During the ban, the fundamentalist Brotherhood was the only organised group, acting as a charity organisation although its duties extended much beyond that. Several Brotherhood members commanded top government posts, including in the cabinet.
Brotherhood ministers had promised to concentrate on education and services, such as health care, hospitals and charities as well as the banking and financial sectors. Instead, the Brotherhood called for the veiling of women, bans on lewd television programmes and prohibiting the national air carrier from serving alcohol aboard flights to Arab destinations. As a result, the group dramatically lost popularity soon when it failed to deliver on promises to improve pocketbook issues that worried Jordanians.
Still, with the experience it gained over the years, the Brotherhood acted almost as a shadow government in the 1990s, offering services and charity to needy Jordanians in areas out of the government’s reach, said Mousa Ishteiwi, director of the Strategic Study Centre at the University of Jordan.
“The Brotherhood ran schools, Quran-teaching centres, hospitals, a bank and charity organisations that offered food and cash to low-income Jordanians,” Ishteiwi said.
The elections present a test for Jordan, whose pro-US ruler has been seeking to strike a balance between domestic needs and regional interests.
Domestically, King Abdullah II said he envisaged Jordan ten years from now as a constitutional monarchy in which an elected parliament, known as the Chamber of Deputies, runs the daily affairs of the state.
Regionally, however, Abdullah must be careful not to press too much with democracy and change from the current monarchy so as not to upset regional heavyweight and his political bankroller, Saudi Arabia.
The petroleum-rich country spends billions each year to keep Jordan’s moribund economy afloat.
Alhadath Editor-in-Chief Nasser Qamash said candidates are complaining of the lack of people’s interest and that they are facing a hard time in complying with the law to contest elections within lists.
In August 2015, the government unveiled the new electoral law, removing a longstanding one-person, one-vote electoral system.
The new legislation is based on the at-large voting system in which candidates can run for parliamentary elections on one large multi-member ticket.
The proportional electoral system allows winning lists to have seats according to what they attained of the total percentage of votes cast.

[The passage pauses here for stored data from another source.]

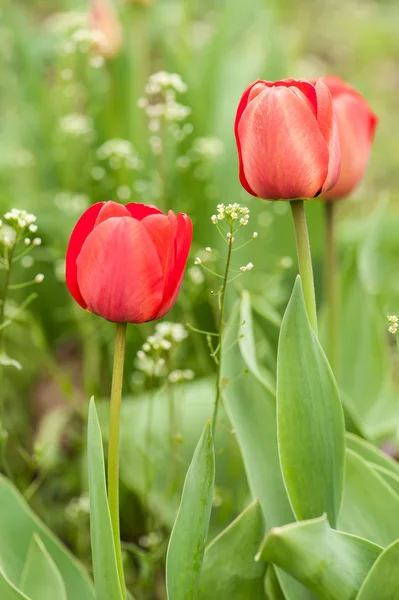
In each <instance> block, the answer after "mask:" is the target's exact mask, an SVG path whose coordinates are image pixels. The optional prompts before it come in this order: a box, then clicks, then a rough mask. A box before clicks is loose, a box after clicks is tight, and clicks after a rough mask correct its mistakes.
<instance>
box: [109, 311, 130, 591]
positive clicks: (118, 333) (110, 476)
mask: <svg viewBox="0 0 399 600" xmlns="http://www.w3.org/2000/svg"><path fill="white" fill-rule="evenodd" d="M125 341H126V323H117V324H116V337H115V353H114V367H113V372H112V388H111V405H110V419H109V445H108V505H109V512H110V515H111V524H112V533H113V537H114V547H115V555H116V563H117V567H118V574H119V581H120V584H121V589H122V597H123V600H126V585H125V576H124V573H123V563H122V552H121V541H120V525H119V429H120V412H121V400H122V384H123V364H124V360H125Z"/></svg>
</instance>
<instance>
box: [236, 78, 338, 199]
mask: <svg viewBox="0 0 399 600" xmlns="http://www.w3.org/2000/svg"><path fill="white" fill-rule="evenodd" d="M238 137H239V139H240V144H241V155H242V161H243V165H244V171H245V178H246V180H247V181H248V183H249V185H250V186H251V188H252V189H253V190H255V192H256V194H257V195H258V196H260V197H261V198H269V199H293V198H301V197H302V198H312V197H314V196H315V195H316V194H317V193H318V191H319V190H320V189H321V187H322V186H323V184H324V182H325V180H326V177H327V173H328V161H329V156H328V149H327V144H326V142H325V140H324V138H323V136H322V134H321V132H320V128H319V125H318V123H317V121H316V119H315V116H314V114H313V112H312V111H311V110H310V108H309V107H308V105H307V103H306V102H305V101H302V100H300V99H299V98H298V96H297V95H296V94H295V93H293V92H292V90H290V89H289V88H287V87H285V86H284V87H283V86H278V87H270V88H268V87H265V90H264V91H263V92H262V93H261V94H259V95H258V96H257V97H256V98H255V99H254V100H253V101H252V102H250V103H249V104H248V106H247V107H246V109H245V111H244V112H243V114H242V117H241V119H240V121H239V124H238Z"/></svg>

Won seats are to be distributed among the ticket members depending on the number of votes each candidate collected.
Imad Hmoud, an economic expert, said the election law “closed the door in front of certain Islamists who are facing limits on their activities” — a reference to the Muslim Brotherhood.
Due to many obstacles, Qamash said he believed that Islamists will not win many seats and they already realised it, yet “will participate to prove they still exist”.
Jordan’s parliament consists of the 75-member House of Senate appointed by the king and the 150-person House of Representatives, which is elected through proportional representation in 23 constituencies on nationwide party lists for a four-year election cycle.
Women have the minimum quotas of 15 seats, although in 2013 they won 19 seats. Christians have nine, Circassians three and Chechens have one seat. Bedouins of the northern, central and southern Badias have three.
Mohammed Ghanam, 56, who is running for the second constituency, said he is “eager to be part of Jordan’s future”.
“The elections will not be easy,” he said, “but they will open a new chapter in the history of the kingdom.”